Limitations & Future Work

  • The theoretical explanation is largely empirical; a formal optimization-level derivation of why CLS converges to background shortcuts early in training is missing.
  • The frequency stability assumption (vibrant background vs. consistent subject) may not hold in scenes dominated by complex textures or multiple instances.
  • The method focuses on CLS aggregation, potentially limiting applicability to ViT variants without explicit CLS or those using heavy token-mixing architectures.
  • While experimental breadth is high, coverage of more modern self-supervised backbones like DINOv2 or MAE would strengthen the case.
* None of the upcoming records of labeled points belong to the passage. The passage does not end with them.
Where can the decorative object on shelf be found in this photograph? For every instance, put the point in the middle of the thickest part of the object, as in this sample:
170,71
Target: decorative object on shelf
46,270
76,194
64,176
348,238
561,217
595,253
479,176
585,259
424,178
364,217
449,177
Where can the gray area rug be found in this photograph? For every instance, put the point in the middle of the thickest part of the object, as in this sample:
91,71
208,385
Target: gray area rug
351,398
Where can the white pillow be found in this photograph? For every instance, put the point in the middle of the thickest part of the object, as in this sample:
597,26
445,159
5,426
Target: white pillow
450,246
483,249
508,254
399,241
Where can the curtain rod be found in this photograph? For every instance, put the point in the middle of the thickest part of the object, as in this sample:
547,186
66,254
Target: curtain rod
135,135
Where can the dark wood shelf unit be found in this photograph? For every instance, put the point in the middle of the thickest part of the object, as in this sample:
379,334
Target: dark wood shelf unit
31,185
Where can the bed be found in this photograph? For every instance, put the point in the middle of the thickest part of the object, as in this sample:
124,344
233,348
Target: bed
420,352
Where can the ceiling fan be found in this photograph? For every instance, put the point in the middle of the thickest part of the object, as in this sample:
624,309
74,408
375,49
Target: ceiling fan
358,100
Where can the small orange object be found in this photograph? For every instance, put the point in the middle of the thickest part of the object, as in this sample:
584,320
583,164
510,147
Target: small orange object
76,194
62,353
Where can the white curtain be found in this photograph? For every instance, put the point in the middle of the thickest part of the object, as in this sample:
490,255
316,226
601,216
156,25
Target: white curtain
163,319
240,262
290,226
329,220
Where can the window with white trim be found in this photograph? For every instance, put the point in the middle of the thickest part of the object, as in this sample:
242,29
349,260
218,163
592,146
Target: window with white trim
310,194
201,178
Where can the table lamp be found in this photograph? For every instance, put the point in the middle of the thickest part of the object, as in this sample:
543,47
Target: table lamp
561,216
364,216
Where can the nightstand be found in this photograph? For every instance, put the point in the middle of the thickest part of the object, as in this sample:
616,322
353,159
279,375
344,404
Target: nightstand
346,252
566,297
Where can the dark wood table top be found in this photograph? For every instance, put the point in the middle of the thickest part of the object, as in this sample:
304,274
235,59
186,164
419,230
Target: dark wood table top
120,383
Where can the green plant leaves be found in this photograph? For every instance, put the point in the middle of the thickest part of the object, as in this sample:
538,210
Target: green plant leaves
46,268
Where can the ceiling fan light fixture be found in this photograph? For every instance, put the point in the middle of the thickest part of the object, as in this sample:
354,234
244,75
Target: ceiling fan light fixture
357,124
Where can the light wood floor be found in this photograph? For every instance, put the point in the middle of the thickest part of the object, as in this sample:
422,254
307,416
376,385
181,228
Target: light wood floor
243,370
  • There is no systematic comparison of whether Registers and LaSt-ViT are complementary.
  • vs Register: Registers provide storage slots to offload artifacts; LaSt-ViT modifies the aggregation source to prevent the shortcut mechanism.
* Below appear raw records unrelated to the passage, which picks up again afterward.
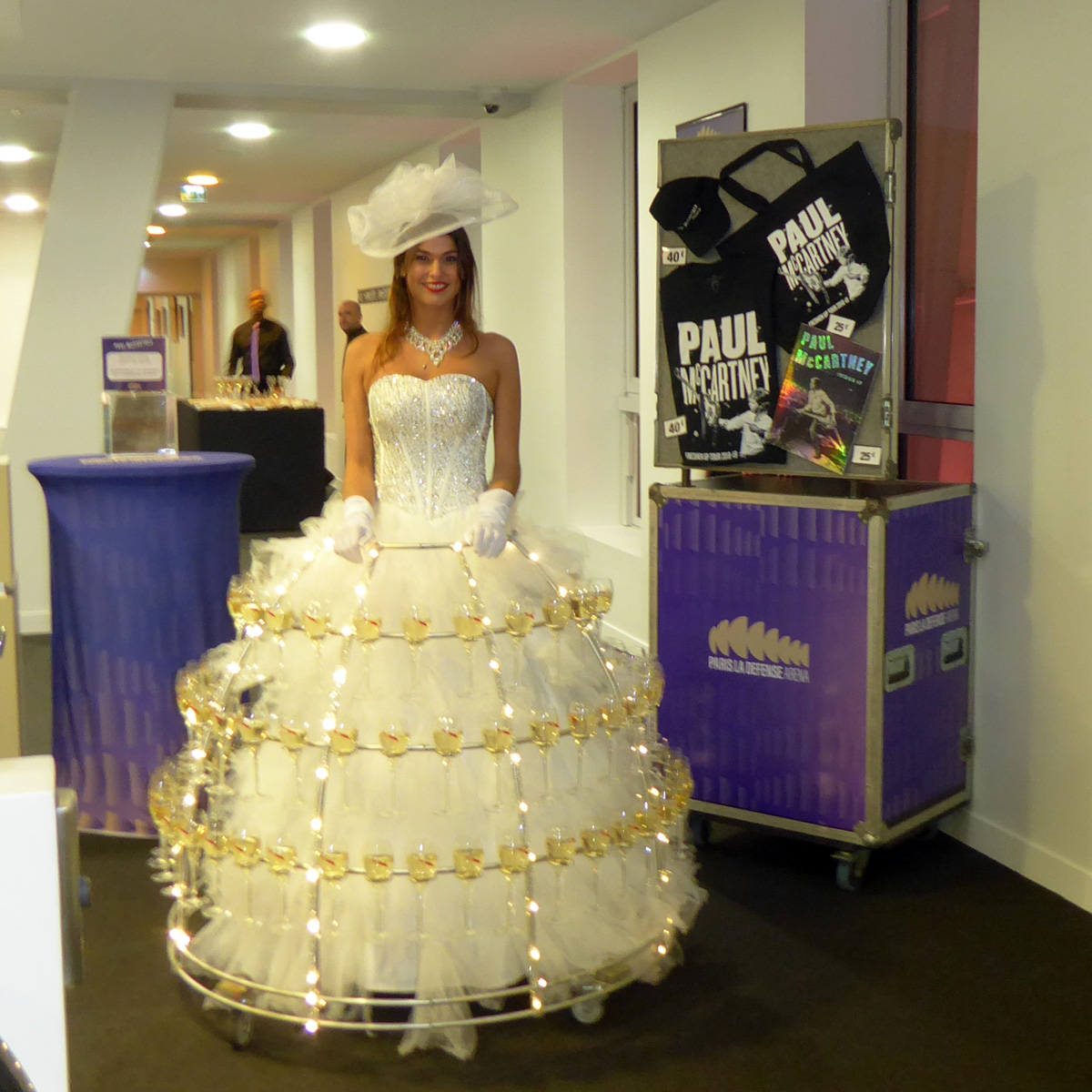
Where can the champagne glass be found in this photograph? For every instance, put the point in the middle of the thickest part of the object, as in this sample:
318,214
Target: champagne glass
216,845
498,741
633,703
367,627
469,627
545,731
163,790
192,838
612,716
278,620
247,852
252,731
652,682
238,594
188,693
293,737
343,741
582,729
393,742
448,740
282,860
421,865
594,841
333,866
561,850
470,861
603,590
558,612
416,626
582,603
604,595
623,834
514,861
378,868
252,610
519,622
316,622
  • vs CLIP dense alignment: Unlike methods that modify the final layers or add patch-text alignment losses, LaSt-ViT addresses the issue at the pre-training representation level.
  • vs token pruning/selection: While pruning focuses on efficiency, LaSt-ViT focuses on semantic integrity. The two can be combined.
  • Insight for self-supervision: Object-centric performance isn't just determined by the distilled loss; how the CLS token aggregates information is a critical, independent design dimension.
  • Personal takeaway: If a backbone's global representation is formed through unhealthy shortcuts, downstream dense task issues are merely symptoms. Analyzing "where global semantics come from" should take priority over head design.

Rating

  • Novelty: ⭐⭐⭐⭐⭐ Unified "lazy aggregation" root cause explanation is highly insightful.
  • Experimental Thoroughness: ⭐⭐⭐⭐☆ Extensive across 12 benchmarks and 3 paradigms; could benefit from more modern backbones.
  • Writing Quality: ⭐⭐⭐⭐☆ Logical diagnostic flow and persuasive organization.
  • Value: ⭐⭐⭐⭐⭐ Provides a foundational analysis framework for ViT global semantic mechanisms.